1) Attractive Valuations
Von Hardenberg argues that EM equities are significantly undervalued. Despite the economies that make up EM being rightly lauded as the current engine of global economic growth, a situation expected to continue for the foreseeable future, average forward p/e ratios are, at x11.4, lower now than at any significant point in recent history. In 2007 and 2009, they were higher and back in the Nineties, a period when EM economies lacked any significant middle class of consumers, companies were heavily weighted towards low-cost manufacturing and corporate governance standards were questionable to say the least, p/e ratios were at x15 and higher.
Debt levels, both private and public, are generally very healthy and despite rising interest payment costs due to current currency dynamics, most good quality EM companies are in a secure financial position.
2) Positive Inflation
Investors might start to get sweaty at the proximity of the terms ‘Emerging Markets’ and ‘Inflation’, but Von Hardenberg is convinced EM inflation is currently in a very good place. After 2 decades of decline inflation is moving up again but in a healthy way and under the control of better monetary policy. Demographics and technology developments are also now evening out demand volatility. The combination should mean that, by and large, there will be no return to the occasional bursts of rampant inflation that intermittently wrought havoc on EM economies in years gone by.
3) Technology & Innovation
EM companies which were once focused on exporting low-cost manufacturing are now turning the tables and the source of much of the world’s technology innovation. Manufacturing has also shifted towards high-value components. This is leading to increasing margins and R&D output. China is churning out tech ‘unicorns’ and billion-dollar markets such as finance and banking, barely tapped in some huge EM markets, with Indonesia offered as the prime example, offer the potential for huge tech-driven growth which is more locally and regionally dependent rather than export-oriented.

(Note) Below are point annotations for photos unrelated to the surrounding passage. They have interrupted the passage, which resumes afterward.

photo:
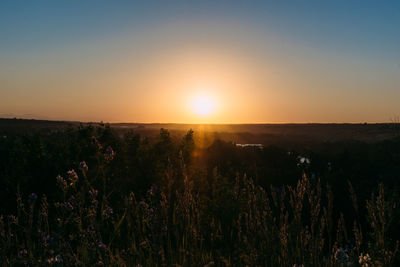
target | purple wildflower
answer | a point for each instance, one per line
(143, 204)
(68, 205)
(96, 143)
(93, 192)
(109, 154)
(107, 212)
(83, 167)
(61, 182)
(72, 177)
(101, 245)
(32, 197)
(22, 253)
(12, 219)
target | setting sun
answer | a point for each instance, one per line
(203, 105)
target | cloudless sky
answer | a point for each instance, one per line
(143, 61)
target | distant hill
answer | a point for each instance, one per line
(239, 133)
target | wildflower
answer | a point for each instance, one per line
(22, 253)
(61, 182)
(68, 205)
(58, 258)
(109, 154)
(96, 143)
(72, 177)
(101, 245)
(12, 219)
(364, 260)
(83, 167)
(143, 204)
(107, 212)
(153, 190)
(32, 198)
(341, 255)
(93, 192)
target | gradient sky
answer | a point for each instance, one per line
(261, 61)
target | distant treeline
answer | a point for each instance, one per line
(124, 163)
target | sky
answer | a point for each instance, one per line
(200, 61)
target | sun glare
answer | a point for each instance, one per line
(203, 105)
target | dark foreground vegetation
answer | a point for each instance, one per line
(91, 196)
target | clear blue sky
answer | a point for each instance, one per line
(341, 58)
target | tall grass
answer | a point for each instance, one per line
(176, 225)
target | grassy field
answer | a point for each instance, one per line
(78, 194)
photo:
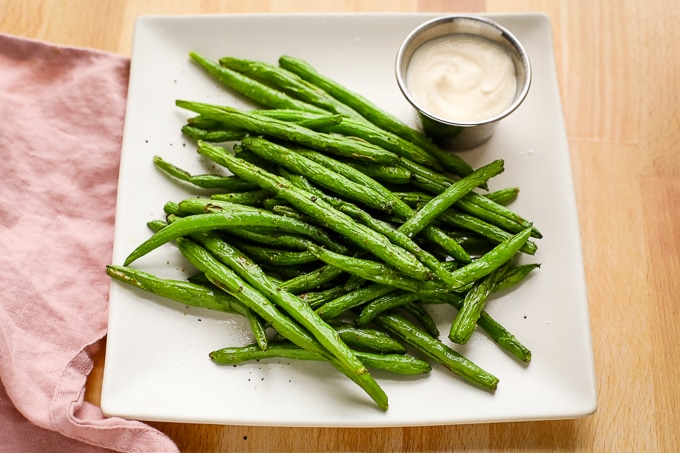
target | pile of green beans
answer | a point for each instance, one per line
(336, 230)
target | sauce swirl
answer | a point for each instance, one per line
(462, 78)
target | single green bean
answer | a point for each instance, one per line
(393, 363)
(503, 196)
(493, 329)
(475, 299)
(383, 304)
(453, 193)
(368, 340)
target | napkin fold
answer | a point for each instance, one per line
(61, 125)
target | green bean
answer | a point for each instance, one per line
(493, 328)
(503, 196)
(230, 183)
(318, 298)
(465, 321)
(353, 299)
(299, 162)
(257, 124)
(453, 193)
(342, 224)
(312, 279)
(491, 232)
(190, 294)
(384, 303)
(375, 189)
(229, 281)
(384, 228)
(213, 136)
(276, 239)
(287, 82)
(492, 260)
(384, 173)
(491, 206)
(375, 271)
(251, 88)
(275, 257)
(279, 223)
(215, 220)
(365, 131)
(293, 305)
(394, 363)
(368, 340)
(249, 198)
(437, 350)
(514, 276)
(374, 114)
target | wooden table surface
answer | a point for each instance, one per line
(619, 67)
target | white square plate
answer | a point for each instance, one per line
(157, 365)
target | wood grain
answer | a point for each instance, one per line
(619, 66)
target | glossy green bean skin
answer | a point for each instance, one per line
(287, 82)
(257, 124)
(291, 304)
(249, 87)
(189, 294)
(399, 208)
(312, 279)
(299, 162)
(316, 299)
(375, 271)
(353, 299)
(216, 220)
(384, 228)
(374, 114)
(229, 281)
(219, 136)
(366, 131)
(368, 340)
(493, 329)
(341, 223)
(466, 319)
(249, 198)
(503, 196)
(279, 223)
(448, 197)
(437, 350)
(228, 183)
(487, 230)
(383, 304)
(393, 363)
(491, 260)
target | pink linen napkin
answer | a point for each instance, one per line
(61, 123)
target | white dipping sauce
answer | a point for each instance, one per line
(462, 78)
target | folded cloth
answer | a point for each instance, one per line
(61, 111)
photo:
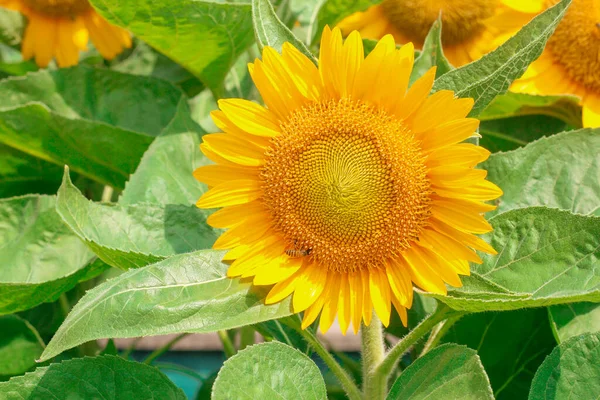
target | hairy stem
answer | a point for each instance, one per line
(385, 368)
(373, 351)
(228, 347)
(347, 383)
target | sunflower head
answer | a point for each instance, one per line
(348, 186)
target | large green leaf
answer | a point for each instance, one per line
(448, 372)
(106, 377)
(146, 61)
(514, 132)
(511, 345)
(185, 293)
(546, 257)
(333, 11)
(204, 37)
(41, 258)
(269, 370)
(569, 320)
(164, 175)
(135, 235)
(565, 108)
(20, 345)
(270, 31)
(491, 75)
(98, 121)
(572, 371)
(560, 171)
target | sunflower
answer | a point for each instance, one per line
(348, 187)
(60, 29)
(470, 28)
(570, 63)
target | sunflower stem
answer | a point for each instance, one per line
(386, 367)
(347, 383)
(373, 351)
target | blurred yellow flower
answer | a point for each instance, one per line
(60, 29)
(570, 63)
(348, 187)
(470, 28)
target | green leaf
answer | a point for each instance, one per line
(136, 235)
(560, 171)
(491, 75)
(106, 377)
(565, 107)
(512, 133)
(447, 372)
(511, 345)
(146, 61)
(333, 11)
(21, 174)
(432, 54)
(164, 175)
(99, 122)
(269, 370)
(20, 345)
(184, 293)
(569, 320)
(572, 371)
(270, 31)
(204, 37)
(546, 257)
(40, 255)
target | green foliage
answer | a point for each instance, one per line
(270, 31)
(571, 371)
(432, 54)
(42, 258)
(135, 235)
(448, 372)
(570, 320)
(129, 129)
(204, 37)
(185, 293)
(257, 372)
(20, 345)
(333, 11)
(491, 75)
(105, 377)
(526, 340)
(546, 257)
(560, 171)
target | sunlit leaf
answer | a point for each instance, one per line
(447, 372)
(546, 257)
(185, 293)
(105, 377)
(569, 320)
(204, 37)
(492, 74)
(269, 370)
(41, 257)
(560, 171)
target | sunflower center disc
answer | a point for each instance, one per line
(347, 182)
(575, 43)
(461, 19)
(58, 8)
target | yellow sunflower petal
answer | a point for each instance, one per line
(379, 288)
(309, 286)
(250, 117)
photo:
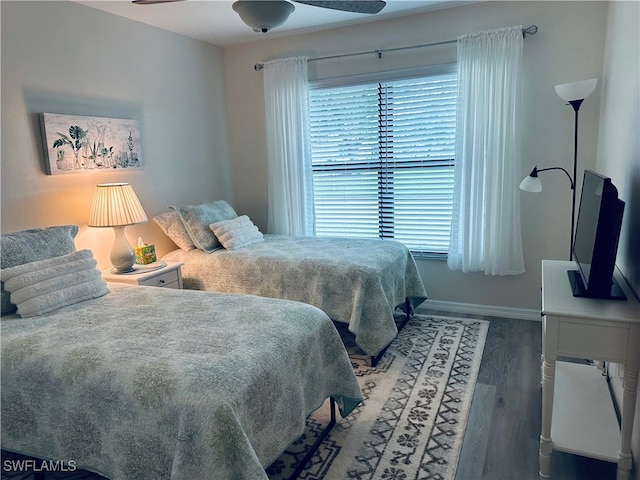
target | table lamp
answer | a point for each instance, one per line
(116, 205)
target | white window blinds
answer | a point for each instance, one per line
(382, 159)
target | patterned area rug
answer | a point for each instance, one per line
(412, 421)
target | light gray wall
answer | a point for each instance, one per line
(63, 57)
(619, 153)
(568, 47)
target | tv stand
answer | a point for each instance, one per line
(579, 290)
(578, 416)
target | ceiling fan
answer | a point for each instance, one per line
(263, 15)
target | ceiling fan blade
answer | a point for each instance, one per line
(152, 2)
(358, 6)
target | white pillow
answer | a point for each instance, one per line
(236, 233)
(46, 285)
(173, 228)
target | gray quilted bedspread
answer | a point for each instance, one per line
(152, 383)
(355, 281)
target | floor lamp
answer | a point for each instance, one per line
(574, 93)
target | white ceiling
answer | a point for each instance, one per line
(214, 21)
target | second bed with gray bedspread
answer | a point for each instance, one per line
(355, 281)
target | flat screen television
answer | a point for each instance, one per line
(595, 243)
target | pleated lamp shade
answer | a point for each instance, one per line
(115, 204)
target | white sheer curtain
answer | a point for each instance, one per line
(485, 229)
(288, 150)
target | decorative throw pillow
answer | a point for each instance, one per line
(197, 218)
(32, 245)
(173, 228)
(46, 285)
(236, 233)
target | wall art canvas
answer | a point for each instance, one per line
(80, 144)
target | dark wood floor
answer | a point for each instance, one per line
(502, 437)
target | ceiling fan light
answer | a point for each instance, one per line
(263, 15)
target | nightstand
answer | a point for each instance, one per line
(169, 276)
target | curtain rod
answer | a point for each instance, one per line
(532, 30)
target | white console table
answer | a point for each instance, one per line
(577, 409)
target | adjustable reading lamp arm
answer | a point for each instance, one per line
(558, 168)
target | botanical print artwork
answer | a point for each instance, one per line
(78, 144)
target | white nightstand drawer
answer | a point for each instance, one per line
(163, 280)
(169, 275)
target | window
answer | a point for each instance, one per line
(382, 158)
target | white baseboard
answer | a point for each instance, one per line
(490, 310)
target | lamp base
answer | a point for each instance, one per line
(122, 256)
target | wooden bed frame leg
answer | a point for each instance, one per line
(318, 442)
(408, 311)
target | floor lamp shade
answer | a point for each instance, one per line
(116, 205)
(576, 90)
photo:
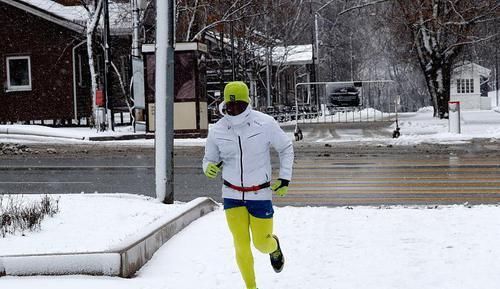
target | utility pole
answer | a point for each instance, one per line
(107, 59)
(137, 64)
(496, 65)
(164, 99)
(233, 61)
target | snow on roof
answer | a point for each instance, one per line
(468, 66)
(119, 13)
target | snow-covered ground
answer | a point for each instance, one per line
(90, 223)
(448, 247)
(422, 127)
(417, 127)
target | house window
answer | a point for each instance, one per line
(465, 85)
(18, 73)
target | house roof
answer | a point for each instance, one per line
(75, 17)
(467, 66)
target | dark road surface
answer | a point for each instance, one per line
(323, 175)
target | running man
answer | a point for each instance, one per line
(239, 145)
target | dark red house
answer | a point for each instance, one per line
(44, 68)
(43, 65)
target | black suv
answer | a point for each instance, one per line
(345, 96)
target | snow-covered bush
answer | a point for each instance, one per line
(18, 214)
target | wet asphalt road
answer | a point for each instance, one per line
(339, 175)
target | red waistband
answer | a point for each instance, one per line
(247, 189)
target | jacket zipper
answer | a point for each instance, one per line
(241, 165)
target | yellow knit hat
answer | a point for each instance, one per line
(236, 91)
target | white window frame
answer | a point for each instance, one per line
(18, 87)
(465, 85)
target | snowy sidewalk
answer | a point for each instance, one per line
(451, 247)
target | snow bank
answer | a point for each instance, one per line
(92, 223)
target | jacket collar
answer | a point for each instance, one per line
(239, 119)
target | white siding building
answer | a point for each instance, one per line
(465, 87)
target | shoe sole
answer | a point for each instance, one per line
(280, 269)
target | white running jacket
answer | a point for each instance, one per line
(243, 144)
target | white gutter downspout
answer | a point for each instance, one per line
(74, 77)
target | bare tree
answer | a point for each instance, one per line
(437, 32)
(94, 14)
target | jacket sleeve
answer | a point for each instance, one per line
(283, 145)
(212, 154)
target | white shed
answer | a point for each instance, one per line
(466, 82)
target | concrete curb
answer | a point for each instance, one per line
(18, 131)
(123, 262)
(121, 137)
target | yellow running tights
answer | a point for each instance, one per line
(240, 224)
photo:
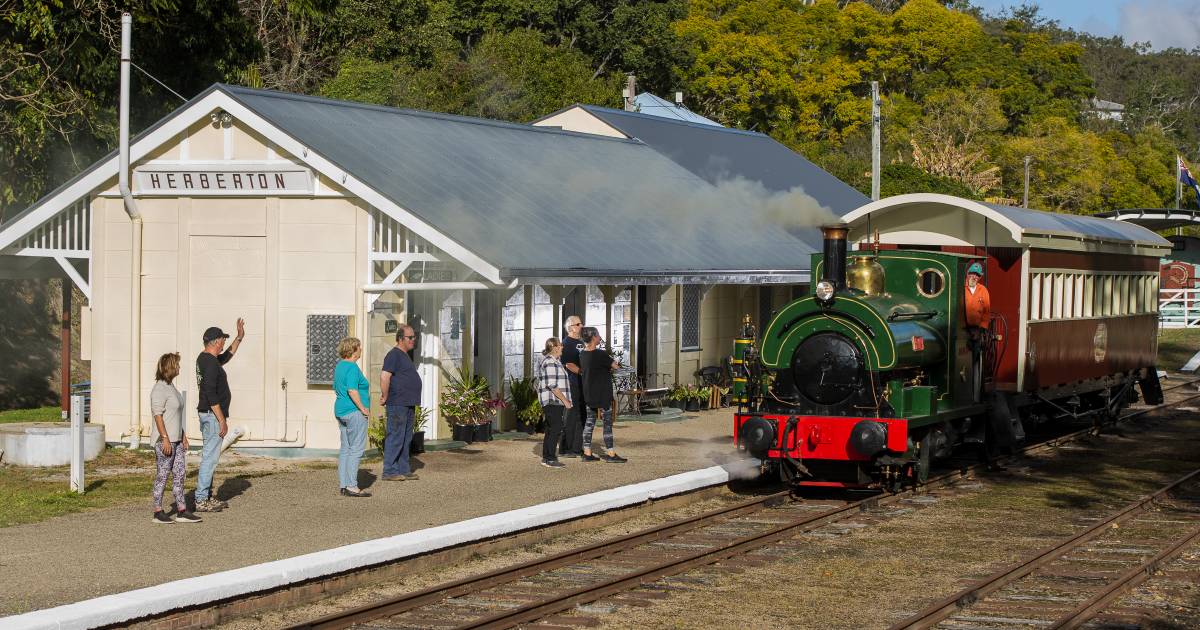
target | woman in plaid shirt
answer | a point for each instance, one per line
(555, 394)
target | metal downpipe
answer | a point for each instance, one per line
(131, 208)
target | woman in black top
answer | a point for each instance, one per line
(598, 366)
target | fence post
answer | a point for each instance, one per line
(77, 443)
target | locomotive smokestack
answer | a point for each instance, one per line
(834, 269)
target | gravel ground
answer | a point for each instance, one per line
(280, 515)
(880, 574)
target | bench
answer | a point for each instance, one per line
(634, 394)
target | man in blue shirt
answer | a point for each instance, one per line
(401, 393)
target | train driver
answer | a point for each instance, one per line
(978, 301)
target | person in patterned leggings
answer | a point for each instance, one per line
(169, 441)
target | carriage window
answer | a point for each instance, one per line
(1078, 311)
(1035, 295)
(1057, 298)
(1089, 295)
(930, 283)
(1047, 295)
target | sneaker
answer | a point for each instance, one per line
(186, 517)
(208, 505)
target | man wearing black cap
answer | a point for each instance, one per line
(214, 396)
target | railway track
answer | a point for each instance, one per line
(1068, 583)
(541, 589)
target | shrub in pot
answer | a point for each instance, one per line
(523, 397)
(466, 403)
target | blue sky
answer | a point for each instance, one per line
(1164, 23)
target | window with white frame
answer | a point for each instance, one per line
(689, 319)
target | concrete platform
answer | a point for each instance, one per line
(279, 517)
(47, 443)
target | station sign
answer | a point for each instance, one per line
(222, 179)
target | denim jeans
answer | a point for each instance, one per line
(396, 443)
(209, 454)
(353, 429)
(591, 426)
(553, 414)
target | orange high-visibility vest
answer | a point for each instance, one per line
(978, 305)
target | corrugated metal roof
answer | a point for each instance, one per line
(720, 154)
(532, 198)
(648, 103)
(1042, 222)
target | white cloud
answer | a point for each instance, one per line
(1163, 23)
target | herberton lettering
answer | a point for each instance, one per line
(223, 180)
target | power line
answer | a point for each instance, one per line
(159, 82)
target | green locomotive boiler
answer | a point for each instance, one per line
(875, 375)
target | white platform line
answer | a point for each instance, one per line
(1193, 364)
(197, 591)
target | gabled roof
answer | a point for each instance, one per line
(1155, 217)
(720, 154)
(505, 198)
(648, 103)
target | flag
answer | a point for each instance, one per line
(1187, 179)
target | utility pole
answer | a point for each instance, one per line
(875, 141)
(1025, 202)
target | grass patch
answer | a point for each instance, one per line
(33, 495)
(1176, 346)
(41, 414)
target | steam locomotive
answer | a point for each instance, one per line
(875, 375)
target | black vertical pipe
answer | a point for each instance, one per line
(834, 269)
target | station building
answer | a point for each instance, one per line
(315, 219)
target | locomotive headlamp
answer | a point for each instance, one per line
(825, 291)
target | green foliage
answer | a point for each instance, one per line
(508, 76)
(59, 70)
(377, 427)
(465, 399)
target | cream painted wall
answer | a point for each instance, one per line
(209, 261)
(577, 119)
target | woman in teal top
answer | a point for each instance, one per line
(352, 408)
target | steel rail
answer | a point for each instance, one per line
(411, 601)
(1127, 581)
(949, 605)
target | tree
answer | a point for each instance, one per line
(59, 75)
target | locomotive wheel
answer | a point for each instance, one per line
(924, 460)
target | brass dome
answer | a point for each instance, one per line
(865, 274)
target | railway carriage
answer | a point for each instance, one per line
(875, 375)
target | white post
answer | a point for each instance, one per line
(77, 444)
(875, 142)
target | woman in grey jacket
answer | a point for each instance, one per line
(169, 441)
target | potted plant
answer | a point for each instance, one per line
(523, 397)
(677, 396)
(496, 405)
(693, 401)
(420, 418)
(465, 403)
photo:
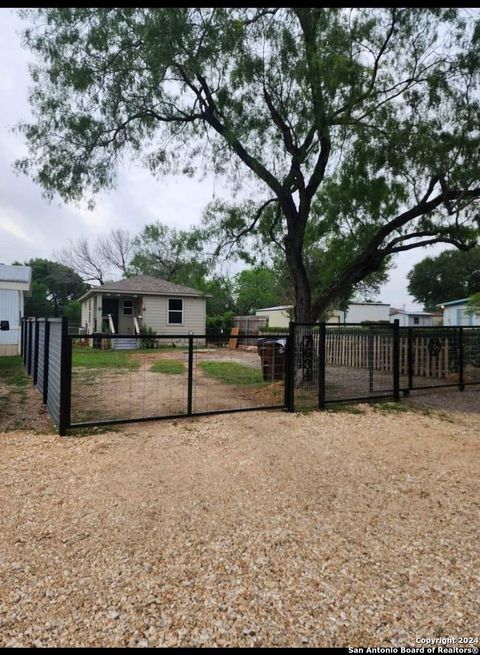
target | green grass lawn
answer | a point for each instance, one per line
(168, 366)
(233, 373)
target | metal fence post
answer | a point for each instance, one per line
(35, 353)
(29, 347)
(461, 382)
(321, 365)
(22, 345)
(65, 379)
(286, 374)
(396, 359)
(291, 367)
(190, 375)
(410, 357)
(46, 355)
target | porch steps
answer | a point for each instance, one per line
(125, 344)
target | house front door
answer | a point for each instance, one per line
(109, 306)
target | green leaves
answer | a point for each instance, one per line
(339, 118)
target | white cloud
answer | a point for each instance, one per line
(31, 227)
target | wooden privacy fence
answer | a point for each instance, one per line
(431, 355)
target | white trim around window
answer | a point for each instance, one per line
(174, 311)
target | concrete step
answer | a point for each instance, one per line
(125, 344)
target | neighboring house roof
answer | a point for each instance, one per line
(454, 302)
(368, 304)
(145, 284)
(384, 304)
(15, 273)
(271, 309)
(412, 312)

International capital is also now judging different EM markets individually, rather than on broad sentiment covering the broad span of the geographically, politically and economically divergent components of one ‘asset class’. Markets that have learned from past mistakes and are maturing, such as Mexico, Singapore and Taiwan are showing divergence in the strength of their equities markets and currencies and not being dragged down by poorer performing markets in the group to the same extent as before.
5) Improving ESG
And finally, Von Hardenberg believes the new maturity of many EM economies and individual companies is combining with a hunger for international capital that is emerging as much improved environmental, social and governance (ESG) standards. A stronger approach to proactive government policy and an active voice from investors is also seeing this improvement remain on a steady course.
In combination, Mr Von Hardenberg’s 5 points for EM optimism present a convincing argument for those investing online in the asset class. So if you are already exposed to EM, there are plenty of positive signs as to why you should keep faith amidst recent turbulence and losses. And if you aren’t already, EM could be one of the best areas of exposure available to you when investing online over coming years.